If you came of age in say, the late nineties or sooner, there were two rules you had to know:
1. Google is unstoppable, nobody can take search away from them.
2. Microsoft’s Bing (their search alternative) is a joke.
Well, suddenly that joke isn’t so funny anymore. Bing recently made a power move that left Google outdone and outflanked. Google leadership sent out a memo saying this could be an actual existential threat to the company.
According to Business Insider:
“At headquarters just outside Seattle, journalists packed a room as CEO Satya Nadella showed off an updated Bing search engine powered by a new version of the hottest technology in the world right now: GPT, a large AI language model created by startup OpenAI. Nadella beamed. He cracked jokes.
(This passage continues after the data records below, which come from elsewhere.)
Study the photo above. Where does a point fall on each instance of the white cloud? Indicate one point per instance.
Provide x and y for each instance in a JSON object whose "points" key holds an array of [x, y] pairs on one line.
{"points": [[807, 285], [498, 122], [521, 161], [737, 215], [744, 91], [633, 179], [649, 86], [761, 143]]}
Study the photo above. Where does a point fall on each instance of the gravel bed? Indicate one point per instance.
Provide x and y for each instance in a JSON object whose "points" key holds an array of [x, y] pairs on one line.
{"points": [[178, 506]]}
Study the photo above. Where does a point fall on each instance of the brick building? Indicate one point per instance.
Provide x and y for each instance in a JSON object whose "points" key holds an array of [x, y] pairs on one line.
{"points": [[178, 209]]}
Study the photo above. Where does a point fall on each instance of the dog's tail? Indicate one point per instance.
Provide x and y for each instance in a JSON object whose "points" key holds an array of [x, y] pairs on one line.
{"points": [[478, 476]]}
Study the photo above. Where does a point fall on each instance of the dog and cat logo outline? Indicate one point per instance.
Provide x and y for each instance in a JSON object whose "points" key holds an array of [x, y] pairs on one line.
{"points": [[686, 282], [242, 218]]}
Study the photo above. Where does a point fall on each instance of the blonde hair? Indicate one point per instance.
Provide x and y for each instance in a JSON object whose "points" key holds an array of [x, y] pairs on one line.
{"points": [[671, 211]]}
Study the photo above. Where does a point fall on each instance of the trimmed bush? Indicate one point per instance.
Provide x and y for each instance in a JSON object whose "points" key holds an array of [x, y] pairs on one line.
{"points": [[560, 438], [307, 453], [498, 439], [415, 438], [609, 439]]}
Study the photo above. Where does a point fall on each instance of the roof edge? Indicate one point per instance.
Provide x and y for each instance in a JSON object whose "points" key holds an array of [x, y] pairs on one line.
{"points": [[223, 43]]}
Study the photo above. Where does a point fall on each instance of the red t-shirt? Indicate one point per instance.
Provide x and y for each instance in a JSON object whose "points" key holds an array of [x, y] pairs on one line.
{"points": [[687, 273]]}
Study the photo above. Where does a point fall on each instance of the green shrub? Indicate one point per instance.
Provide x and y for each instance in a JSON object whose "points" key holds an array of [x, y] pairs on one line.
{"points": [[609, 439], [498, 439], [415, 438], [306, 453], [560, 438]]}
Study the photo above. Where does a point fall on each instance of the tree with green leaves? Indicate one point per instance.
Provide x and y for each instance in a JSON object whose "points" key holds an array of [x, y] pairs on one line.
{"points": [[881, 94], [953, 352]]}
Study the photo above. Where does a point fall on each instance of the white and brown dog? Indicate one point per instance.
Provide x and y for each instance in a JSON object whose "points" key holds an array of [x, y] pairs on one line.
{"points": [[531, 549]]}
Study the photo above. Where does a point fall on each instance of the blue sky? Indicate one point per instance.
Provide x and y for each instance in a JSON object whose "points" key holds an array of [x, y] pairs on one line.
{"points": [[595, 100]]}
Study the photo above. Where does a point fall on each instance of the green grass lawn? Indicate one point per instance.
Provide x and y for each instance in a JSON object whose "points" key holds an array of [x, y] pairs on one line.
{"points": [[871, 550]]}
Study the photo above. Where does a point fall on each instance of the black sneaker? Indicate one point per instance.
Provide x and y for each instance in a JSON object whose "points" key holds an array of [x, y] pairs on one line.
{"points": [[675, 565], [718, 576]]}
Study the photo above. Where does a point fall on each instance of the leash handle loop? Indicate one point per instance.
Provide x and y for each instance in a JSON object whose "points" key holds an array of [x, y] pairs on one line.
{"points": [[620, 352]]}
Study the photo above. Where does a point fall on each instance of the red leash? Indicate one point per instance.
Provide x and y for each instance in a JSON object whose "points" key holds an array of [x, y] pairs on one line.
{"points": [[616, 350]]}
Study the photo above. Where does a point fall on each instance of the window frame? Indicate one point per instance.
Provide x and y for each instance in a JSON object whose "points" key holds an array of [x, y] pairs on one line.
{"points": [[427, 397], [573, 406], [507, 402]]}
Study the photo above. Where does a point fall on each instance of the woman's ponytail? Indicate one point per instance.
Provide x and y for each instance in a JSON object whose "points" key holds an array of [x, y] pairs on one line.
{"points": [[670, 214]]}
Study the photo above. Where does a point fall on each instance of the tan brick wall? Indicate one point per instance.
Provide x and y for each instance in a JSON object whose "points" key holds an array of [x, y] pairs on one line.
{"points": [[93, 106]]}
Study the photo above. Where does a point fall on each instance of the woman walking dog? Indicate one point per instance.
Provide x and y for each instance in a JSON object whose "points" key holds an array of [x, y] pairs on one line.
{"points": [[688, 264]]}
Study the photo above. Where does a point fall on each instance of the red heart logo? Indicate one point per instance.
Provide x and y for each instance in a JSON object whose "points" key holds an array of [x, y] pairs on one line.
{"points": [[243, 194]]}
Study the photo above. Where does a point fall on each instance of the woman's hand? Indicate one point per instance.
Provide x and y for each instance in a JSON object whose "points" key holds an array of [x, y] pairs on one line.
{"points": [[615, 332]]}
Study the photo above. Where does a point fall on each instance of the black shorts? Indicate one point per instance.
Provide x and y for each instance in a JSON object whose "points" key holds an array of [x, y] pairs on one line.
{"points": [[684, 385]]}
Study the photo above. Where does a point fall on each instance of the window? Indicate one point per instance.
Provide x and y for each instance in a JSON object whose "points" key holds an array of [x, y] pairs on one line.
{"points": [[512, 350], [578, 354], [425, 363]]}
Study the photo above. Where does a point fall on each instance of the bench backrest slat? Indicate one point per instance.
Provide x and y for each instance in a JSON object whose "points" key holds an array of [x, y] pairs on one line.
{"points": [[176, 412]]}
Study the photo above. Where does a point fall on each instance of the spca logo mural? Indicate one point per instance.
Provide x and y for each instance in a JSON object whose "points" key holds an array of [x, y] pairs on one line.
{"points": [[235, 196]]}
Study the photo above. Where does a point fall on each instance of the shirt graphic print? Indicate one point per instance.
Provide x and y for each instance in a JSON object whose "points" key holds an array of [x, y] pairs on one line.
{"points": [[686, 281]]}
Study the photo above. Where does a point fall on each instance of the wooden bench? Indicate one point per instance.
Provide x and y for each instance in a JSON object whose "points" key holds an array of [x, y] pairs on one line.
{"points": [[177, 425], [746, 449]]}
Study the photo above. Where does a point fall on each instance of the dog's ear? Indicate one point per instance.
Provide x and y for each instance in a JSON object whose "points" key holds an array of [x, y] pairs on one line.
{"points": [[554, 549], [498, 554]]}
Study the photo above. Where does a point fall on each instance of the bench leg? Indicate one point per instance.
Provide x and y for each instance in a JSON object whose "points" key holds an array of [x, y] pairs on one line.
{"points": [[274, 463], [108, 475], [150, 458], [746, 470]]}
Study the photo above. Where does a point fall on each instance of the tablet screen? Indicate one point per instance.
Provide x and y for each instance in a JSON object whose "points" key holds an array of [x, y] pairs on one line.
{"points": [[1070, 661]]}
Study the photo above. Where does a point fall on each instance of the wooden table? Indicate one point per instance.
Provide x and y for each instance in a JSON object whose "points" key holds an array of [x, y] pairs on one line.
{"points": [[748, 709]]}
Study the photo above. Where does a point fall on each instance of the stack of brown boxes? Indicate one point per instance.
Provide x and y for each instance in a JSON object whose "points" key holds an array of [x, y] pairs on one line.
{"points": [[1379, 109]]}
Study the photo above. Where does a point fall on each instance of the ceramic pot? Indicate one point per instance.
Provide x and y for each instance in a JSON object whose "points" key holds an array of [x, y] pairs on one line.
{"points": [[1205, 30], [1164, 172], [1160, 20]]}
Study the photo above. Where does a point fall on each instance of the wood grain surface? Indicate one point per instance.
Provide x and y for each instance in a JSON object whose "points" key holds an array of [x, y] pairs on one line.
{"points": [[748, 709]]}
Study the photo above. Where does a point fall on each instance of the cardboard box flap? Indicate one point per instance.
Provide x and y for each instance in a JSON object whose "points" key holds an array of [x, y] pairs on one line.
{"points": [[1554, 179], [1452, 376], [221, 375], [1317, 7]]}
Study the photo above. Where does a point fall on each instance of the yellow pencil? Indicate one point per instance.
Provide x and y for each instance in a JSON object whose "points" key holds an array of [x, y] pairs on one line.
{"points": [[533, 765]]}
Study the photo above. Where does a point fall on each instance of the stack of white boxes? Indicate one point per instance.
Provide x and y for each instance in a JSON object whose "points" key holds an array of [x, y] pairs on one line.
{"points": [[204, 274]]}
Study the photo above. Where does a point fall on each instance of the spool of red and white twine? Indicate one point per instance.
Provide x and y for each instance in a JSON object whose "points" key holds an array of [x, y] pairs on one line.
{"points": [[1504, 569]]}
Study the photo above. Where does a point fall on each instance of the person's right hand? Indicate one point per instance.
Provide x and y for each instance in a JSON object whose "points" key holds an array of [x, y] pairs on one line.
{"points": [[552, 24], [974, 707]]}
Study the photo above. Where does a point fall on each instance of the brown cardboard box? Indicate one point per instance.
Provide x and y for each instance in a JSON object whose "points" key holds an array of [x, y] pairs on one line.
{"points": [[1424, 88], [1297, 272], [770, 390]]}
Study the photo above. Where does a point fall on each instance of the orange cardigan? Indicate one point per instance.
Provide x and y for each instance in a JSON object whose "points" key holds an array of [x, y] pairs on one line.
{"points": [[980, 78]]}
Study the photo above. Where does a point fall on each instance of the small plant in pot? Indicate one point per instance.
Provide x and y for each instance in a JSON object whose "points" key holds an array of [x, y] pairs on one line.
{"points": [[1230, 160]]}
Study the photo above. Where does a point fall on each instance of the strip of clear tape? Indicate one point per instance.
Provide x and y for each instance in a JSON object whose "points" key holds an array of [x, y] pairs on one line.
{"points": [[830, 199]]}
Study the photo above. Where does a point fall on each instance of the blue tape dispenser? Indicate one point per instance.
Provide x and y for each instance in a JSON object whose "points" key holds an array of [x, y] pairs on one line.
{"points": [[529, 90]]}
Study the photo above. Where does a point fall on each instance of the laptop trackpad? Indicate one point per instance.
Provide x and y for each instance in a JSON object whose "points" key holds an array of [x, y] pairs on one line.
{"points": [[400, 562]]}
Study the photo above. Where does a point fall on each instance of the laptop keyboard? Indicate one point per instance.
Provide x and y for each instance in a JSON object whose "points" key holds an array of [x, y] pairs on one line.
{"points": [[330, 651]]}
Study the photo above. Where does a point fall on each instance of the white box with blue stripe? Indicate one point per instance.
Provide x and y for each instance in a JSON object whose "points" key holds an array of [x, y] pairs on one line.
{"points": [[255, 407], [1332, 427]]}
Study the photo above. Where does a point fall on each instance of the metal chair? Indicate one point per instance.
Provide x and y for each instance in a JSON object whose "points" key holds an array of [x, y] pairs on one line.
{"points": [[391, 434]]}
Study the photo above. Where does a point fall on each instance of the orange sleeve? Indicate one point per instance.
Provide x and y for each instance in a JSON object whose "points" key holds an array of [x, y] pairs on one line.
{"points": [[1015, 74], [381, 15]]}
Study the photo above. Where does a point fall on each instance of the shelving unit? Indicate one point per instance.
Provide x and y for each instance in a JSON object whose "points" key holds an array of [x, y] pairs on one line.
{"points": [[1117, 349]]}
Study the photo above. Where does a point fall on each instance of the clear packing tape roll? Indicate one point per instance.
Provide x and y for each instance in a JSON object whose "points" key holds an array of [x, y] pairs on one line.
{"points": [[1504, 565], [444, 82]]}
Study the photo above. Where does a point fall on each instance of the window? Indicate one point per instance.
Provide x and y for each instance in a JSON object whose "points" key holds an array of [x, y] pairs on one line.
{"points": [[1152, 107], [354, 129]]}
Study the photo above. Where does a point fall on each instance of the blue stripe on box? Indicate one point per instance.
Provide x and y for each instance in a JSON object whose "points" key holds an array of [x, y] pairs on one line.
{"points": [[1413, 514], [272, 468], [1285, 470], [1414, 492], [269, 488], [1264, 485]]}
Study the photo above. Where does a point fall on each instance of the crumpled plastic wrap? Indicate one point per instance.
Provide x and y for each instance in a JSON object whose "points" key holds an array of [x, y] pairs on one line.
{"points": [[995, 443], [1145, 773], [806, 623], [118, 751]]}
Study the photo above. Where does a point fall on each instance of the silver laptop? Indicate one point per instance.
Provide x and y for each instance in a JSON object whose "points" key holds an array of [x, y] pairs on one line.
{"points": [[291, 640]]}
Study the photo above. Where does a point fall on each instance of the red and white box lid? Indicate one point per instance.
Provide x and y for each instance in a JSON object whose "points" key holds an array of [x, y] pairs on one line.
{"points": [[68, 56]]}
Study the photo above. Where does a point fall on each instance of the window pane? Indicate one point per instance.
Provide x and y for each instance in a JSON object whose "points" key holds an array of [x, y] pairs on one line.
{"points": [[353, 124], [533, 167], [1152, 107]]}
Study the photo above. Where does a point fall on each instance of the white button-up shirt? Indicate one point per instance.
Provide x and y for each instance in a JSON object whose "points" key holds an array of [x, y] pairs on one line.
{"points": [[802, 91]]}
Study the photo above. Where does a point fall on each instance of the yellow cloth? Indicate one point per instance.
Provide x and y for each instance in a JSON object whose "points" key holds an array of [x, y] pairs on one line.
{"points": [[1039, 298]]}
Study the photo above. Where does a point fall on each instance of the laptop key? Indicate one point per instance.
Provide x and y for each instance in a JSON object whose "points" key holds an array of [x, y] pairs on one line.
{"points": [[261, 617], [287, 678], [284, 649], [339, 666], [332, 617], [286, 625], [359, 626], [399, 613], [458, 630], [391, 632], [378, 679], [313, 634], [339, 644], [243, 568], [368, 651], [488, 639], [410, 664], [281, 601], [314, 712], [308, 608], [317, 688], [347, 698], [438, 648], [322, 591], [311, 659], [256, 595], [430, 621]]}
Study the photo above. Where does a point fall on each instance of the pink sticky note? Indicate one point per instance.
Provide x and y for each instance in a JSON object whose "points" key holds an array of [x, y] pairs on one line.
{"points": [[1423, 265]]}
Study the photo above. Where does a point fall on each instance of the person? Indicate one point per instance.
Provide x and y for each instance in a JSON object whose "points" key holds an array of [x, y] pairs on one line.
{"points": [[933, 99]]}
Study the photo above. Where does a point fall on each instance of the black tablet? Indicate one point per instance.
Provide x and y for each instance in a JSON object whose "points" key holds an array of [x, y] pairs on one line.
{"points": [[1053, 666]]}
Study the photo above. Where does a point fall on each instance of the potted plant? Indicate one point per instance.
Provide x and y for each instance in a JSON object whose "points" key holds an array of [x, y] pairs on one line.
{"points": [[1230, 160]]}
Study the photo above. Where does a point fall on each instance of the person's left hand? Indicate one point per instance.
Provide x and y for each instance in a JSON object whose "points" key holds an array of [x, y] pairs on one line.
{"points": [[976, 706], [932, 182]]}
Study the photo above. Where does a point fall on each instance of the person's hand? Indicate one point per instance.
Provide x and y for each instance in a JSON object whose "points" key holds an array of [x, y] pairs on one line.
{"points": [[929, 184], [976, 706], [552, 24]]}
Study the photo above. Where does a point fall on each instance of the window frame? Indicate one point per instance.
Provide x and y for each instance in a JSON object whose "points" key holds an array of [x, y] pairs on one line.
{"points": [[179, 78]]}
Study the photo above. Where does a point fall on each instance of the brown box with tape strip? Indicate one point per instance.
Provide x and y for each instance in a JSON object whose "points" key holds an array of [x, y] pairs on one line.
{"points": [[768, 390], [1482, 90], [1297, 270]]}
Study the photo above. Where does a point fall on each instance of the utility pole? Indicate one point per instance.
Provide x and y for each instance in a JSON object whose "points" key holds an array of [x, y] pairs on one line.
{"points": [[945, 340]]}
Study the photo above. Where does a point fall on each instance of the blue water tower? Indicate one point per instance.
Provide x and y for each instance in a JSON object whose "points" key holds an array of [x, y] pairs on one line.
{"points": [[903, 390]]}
Then the usually calm, thoughtful CEO declared war on Google, the internet giant that has maintained an unbreakable online Search monopoly for 20 years. ‘It’s a new day in Search,’ Nadella said. ‘Rapid innovation is going to come. In fact, a race starts today.'”
We’re in the people business, not the robot business, so we have no idea how worried Google should be. We don’t know if this is Microsoft’s knockout blow or not. What we do know is, what was the most powerful force in tech (Google) has just received a major black eye, something unimaginable even a few years ago. This is also happening twenty years after the blogosphere declared Microsoft to be passé and “dead,” making it a pretty remarkable comeback story. Or maybe it’s just the story of slow and steady winning the race.
When Satya Nadella took over the reins from Steve Ballmer in 2014, he focused on making Microsoft a “Culture First” company. He charted a new vision – where he urged people to go from “know it all’s” to learn-it-all’s” from a culture made up of the self-obsessed to one that was customer obsessed. A company people would actually miss if it were gone. And it’s been paying off in a big way.
Playing the long game requires persistence, vision, and knowing that the trajectory is not straight up to the right.
But that’s the funny thing about human beings. We love posting aphorisms like “the only constant is change” on LinkedIn, but when real change actually happens we’re left shocked and running around like headless chickens.
They say it’s tough at the top, and one of the key insights we’ve learned over the years is that it’s tough because being at the top is inherently unstable.
Once you’re on top, you don’t just become a target, you become THE target, from a lot of people who are not only just as smart, talented, and ruthless as you, but also outnumber you by a long shot. Yes, with a bit of pluck you can fend them off, but not forever.
Betting on the wrong horse is easy, especially when it was the right horse only five minutes ago.